I’ve stood here enough that I can picture it with my eyes shut.

Right now my eyes are open, and I’m still using the wall.

I shouldn’t.

I don’t lean when I’m doing my job right. I don’t sink weight into anything. I don’t give the body permission to soften.

But the adrenaline that kept me moving all night has bled out of me in the elevator, and the ache that was background noise in the car has climbed to the front. Every breath pulls at my ribs. Every small shift drags pain through my side like a hook. My knees keep trying to unlock at the wrong time.

If I stand away from the wall, I can feel the slow tilt of myself starting. Not dramatic. Not a collapse. Just the body making an argument I don’t have the strength to win.

So I press back. I borrow the wall’s steadiness.

The file is still in my eyes.

Not the folder itself—there’s nothing in front of me but painted drywall—but the words sit behind my eyelids like they were burned there.

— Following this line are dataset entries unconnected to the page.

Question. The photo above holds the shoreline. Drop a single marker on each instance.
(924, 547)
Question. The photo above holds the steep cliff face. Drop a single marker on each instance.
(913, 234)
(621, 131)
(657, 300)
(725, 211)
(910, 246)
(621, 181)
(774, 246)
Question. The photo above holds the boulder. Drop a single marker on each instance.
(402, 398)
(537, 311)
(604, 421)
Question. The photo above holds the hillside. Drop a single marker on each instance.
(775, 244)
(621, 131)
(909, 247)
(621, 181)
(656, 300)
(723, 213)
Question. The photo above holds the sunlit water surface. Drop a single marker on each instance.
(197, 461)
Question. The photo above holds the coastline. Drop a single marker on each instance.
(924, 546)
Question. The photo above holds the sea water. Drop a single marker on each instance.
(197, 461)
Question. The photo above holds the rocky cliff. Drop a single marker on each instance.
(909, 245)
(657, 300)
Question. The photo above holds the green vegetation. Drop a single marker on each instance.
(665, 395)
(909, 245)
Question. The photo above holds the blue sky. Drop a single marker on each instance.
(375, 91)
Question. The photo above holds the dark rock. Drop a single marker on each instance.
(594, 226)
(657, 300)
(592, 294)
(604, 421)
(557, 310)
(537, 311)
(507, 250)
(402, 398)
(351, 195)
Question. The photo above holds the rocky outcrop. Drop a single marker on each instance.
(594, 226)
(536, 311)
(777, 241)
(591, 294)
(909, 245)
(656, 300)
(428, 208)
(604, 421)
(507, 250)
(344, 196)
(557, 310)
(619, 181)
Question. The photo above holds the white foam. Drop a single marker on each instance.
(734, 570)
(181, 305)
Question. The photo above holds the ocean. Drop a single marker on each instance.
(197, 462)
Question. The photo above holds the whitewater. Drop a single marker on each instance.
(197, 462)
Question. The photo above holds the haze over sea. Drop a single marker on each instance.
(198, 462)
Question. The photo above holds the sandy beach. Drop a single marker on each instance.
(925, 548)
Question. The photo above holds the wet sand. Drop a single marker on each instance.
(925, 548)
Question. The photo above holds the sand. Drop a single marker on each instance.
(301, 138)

I blink. They’re still there. I stare at a blank spot on the wall until it fuzzes. They don’t move.

Do not praise.

Keep him hungry.

Proximity as reward.

His handwriting is the worst part. That neat, controlled script I’ve watched carve decisions into the world for years. I’ve seen it on orders, on security notes, on the clean signatures that turn a conversation into a command.

I used to take comfort in it.

If his pen touched it, it mattered. If he wrote it down, it would be handled. Clean. Exact. Contained.